The Gulf of Guinea is the world's most dangerous maritime region, with the numbers of hijacked vessels and crew abducted for ransom jumping in December when 38 crew were kidnapped in attacks on two vessels, including the very large crude carrier Nave Constellation and product tanker Duke. A suezmax tanker and liquefied natural gas carrier also successfully repelled armed attacks.



The actions of the Nigerian navy - which freed three crew from the dredger Ambika after a three-hour gun battle on January 13 - will be watched carefully, Mr Askins said in a separate interview.



Mr Askins said there was a hijacking attempt on a vessel in the Gulf of Guinea 24 hours ago and pirates were still active. Crew from the last remaining vessel being held hostage were likely to be released shortly. This would leave the pirates without any further income and incentivise them want to kidnap more crew.

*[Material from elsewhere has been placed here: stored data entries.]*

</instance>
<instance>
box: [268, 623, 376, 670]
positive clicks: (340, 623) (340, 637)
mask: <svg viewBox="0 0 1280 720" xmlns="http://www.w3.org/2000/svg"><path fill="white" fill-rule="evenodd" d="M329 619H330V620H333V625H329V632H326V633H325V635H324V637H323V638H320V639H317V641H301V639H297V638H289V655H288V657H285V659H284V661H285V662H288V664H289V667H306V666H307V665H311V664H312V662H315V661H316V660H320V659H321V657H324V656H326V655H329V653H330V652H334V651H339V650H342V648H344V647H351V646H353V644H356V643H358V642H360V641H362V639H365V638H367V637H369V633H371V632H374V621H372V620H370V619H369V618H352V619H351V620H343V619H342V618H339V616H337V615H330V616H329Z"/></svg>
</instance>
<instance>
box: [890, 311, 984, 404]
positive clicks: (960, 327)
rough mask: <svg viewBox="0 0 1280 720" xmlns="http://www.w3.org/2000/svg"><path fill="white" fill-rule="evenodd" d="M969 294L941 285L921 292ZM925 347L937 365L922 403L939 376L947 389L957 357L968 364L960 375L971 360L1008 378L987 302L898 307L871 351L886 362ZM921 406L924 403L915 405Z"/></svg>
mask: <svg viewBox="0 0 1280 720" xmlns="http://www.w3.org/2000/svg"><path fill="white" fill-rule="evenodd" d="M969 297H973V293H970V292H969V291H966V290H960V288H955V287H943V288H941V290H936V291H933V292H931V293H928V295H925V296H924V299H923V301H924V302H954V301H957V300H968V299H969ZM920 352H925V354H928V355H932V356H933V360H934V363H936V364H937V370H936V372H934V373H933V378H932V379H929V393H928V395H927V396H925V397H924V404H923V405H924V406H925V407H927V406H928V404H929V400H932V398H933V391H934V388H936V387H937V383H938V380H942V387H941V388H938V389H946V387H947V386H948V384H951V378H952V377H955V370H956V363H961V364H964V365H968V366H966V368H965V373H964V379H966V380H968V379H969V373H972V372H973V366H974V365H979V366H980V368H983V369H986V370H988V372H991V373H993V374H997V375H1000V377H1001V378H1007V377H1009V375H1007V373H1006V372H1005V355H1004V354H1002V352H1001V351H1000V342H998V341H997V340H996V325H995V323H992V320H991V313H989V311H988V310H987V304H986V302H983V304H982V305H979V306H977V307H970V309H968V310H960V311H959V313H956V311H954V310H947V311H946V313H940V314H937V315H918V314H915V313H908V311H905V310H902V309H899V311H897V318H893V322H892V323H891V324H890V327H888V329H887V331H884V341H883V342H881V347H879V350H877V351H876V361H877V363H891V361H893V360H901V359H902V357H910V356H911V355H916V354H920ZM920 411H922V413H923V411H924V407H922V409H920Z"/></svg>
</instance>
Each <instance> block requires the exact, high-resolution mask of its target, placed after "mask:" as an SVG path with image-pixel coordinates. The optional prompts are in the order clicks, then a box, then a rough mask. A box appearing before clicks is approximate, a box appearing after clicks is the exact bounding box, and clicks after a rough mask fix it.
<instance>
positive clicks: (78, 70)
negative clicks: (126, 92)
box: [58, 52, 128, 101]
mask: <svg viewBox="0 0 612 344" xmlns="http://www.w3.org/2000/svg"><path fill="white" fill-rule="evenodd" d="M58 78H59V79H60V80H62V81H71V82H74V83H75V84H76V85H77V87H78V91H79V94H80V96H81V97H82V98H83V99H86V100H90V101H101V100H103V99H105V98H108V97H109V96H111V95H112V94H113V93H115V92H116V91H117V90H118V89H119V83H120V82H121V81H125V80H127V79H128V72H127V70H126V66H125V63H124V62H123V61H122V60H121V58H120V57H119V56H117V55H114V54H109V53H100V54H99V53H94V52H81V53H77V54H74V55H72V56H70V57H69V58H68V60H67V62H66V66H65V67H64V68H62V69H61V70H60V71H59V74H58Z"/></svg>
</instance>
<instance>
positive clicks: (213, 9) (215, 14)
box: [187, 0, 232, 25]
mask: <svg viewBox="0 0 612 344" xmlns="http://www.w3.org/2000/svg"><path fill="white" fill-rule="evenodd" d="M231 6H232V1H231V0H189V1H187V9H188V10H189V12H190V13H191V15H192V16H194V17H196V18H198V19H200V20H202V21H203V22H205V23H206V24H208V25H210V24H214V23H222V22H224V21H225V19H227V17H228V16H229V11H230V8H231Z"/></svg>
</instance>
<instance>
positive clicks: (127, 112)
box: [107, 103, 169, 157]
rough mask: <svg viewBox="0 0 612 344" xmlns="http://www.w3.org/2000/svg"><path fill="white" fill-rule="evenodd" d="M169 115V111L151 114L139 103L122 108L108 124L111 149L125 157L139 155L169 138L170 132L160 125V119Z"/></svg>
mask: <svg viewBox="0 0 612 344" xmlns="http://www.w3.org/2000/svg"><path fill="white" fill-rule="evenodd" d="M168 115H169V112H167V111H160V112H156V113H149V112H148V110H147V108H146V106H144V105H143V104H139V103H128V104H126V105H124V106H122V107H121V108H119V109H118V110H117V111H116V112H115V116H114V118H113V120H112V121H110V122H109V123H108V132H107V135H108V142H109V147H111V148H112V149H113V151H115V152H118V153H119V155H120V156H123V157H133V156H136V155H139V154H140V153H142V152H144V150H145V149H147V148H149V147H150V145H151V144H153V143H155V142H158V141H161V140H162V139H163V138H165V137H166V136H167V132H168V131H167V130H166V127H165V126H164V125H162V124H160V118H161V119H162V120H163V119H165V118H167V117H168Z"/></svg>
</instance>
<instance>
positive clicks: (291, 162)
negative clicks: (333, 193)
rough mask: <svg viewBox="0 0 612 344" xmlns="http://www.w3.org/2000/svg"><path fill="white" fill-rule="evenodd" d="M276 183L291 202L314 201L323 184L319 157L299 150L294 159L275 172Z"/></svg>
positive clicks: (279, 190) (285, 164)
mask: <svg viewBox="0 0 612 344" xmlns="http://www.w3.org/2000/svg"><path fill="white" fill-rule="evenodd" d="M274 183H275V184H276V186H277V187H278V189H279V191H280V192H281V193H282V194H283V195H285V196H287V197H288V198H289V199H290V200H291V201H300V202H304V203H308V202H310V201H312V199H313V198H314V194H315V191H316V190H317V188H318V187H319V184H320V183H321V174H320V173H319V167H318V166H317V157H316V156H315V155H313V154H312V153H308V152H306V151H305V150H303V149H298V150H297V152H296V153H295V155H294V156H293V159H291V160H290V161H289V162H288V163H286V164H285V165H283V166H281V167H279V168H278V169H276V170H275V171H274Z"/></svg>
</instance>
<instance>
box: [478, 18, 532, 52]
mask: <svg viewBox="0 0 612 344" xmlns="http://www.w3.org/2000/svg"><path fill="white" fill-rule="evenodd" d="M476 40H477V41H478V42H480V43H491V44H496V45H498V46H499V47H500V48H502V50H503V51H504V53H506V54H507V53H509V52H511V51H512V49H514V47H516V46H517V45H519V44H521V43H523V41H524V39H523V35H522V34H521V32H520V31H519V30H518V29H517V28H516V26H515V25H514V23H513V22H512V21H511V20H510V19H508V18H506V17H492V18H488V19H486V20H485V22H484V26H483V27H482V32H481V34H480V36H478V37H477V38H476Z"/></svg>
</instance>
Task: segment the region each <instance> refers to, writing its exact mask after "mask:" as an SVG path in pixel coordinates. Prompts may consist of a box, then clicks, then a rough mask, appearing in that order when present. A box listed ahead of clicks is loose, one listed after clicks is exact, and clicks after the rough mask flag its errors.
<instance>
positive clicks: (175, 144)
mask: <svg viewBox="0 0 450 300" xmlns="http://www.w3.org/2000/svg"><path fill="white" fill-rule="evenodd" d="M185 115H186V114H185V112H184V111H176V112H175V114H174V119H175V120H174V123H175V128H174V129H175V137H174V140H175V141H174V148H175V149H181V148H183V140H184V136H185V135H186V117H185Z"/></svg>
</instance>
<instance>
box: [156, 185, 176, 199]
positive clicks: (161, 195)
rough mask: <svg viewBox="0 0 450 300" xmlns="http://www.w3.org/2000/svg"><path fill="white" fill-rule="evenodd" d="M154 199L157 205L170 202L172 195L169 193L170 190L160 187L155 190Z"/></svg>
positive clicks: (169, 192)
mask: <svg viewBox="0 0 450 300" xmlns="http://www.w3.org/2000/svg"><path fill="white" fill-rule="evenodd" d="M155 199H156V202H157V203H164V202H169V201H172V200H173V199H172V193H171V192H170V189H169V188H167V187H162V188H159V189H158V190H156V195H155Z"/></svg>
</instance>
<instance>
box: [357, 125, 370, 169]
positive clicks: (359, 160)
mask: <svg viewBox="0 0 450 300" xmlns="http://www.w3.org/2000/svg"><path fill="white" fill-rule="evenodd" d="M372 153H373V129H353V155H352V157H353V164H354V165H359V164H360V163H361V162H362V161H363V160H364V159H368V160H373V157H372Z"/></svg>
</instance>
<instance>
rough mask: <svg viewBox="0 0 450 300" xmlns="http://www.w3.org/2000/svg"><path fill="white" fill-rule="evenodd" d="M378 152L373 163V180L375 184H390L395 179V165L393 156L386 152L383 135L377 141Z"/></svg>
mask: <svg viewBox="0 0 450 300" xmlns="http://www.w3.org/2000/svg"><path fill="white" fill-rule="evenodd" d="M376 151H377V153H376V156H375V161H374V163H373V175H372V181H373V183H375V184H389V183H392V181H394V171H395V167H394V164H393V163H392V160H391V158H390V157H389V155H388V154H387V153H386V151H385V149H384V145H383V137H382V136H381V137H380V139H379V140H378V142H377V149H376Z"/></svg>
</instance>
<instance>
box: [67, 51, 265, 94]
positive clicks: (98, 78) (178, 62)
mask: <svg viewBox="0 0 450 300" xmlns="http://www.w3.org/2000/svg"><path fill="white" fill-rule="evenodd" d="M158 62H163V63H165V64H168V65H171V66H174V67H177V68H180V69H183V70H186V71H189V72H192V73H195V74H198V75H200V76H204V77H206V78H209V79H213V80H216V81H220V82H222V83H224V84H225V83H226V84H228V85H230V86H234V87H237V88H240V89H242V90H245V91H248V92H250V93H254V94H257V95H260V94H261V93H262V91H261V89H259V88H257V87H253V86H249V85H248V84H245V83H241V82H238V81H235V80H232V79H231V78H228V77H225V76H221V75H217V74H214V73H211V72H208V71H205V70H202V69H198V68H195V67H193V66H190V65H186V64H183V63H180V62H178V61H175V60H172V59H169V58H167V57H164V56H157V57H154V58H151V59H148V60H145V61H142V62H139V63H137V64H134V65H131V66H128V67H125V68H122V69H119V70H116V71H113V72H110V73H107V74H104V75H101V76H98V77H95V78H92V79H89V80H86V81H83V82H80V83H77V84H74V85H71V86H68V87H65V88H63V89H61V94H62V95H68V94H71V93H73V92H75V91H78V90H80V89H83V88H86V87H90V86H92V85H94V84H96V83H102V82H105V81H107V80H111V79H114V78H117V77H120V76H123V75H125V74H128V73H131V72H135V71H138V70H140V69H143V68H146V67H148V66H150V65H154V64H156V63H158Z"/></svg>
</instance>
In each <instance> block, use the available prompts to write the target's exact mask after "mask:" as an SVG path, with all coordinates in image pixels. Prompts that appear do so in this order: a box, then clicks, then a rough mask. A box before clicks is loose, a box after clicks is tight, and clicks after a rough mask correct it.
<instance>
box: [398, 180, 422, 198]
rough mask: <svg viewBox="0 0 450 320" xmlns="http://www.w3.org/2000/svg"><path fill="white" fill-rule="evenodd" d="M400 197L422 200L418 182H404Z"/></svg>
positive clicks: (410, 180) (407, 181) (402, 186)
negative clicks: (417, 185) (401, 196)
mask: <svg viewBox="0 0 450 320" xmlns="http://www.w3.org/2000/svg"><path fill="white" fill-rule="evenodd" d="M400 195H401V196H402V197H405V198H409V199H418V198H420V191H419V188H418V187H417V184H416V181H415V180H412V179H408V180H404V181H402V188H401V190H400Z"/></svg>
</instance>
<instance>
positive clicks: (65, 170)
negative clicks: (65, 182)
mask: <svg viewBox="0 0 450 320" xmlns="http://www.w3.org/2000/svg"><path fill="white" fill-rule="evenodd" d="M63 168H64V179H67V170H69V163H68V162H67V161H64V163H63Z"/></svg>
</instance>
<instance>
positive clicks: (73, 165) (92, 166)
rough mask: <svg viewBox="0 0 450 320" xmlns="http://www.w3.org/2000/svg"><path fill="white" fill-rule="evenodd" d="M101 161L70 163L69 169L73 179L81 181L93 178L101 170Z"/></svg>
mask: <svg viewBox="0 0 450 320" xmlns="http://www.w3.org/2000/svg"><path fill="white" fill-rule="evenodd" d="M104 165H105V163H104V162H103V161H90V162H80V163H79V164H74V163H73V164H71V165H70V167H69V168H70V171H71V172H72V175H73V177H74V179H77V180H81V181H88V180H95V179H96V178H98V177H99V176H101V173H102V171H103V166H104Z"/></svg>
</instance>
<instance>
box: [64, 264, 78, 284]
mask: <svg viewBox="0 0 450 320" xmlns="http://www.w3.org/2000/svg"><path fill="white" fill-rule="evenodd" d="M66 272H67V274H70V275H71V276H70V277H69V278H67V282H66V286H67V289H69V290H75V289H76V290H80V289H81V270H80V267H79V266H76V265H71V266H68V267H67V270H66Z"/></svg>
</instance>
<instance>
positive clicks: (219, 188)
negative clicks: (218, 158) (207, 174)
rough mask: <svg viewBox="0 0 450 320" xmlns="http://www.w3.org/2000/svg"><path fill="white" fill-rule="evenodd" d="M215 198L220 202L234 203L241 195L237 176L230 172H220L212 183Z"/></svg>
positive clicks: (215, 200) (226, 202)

Sizeable ransoms paid for kidnapped crew perpetuate the cycle, said intelligence manager for England-based Ambrey, Harry Pearce, 'soft targets routinely trading within West Africa and plying established (predictable) routes,' reported Lloyd's List.



'These latest attacks fit a trend ?for consecutive years since 2017, attacks in the Gulf of Guinea have been further offshore Nigeria and have been increasingly dispersed. It is this, and target diversification, that is making the operating environment increasingly difficult to secure.'



Gangs in and around the Niger Delta were being fed information about vessel movements, which are then confirmed via Automatic Identification System signals.



The vessels that are preventing pirates from boarding are relying in particular on the use of citadels and occasional intervention by local naval forces and embedded security teams provided by the Nigerian navy.



Weak governance and widespread corruption, as well as an inability to use armed maritime security guards constantly, has hampered piracy prevention in the region. The Niger delta has been a piracy and robbery hotspot for many years.



Violent attacks on seafarers and the extremely poor conditions in which they are being held have further raised the stakes for shipowners and charterers.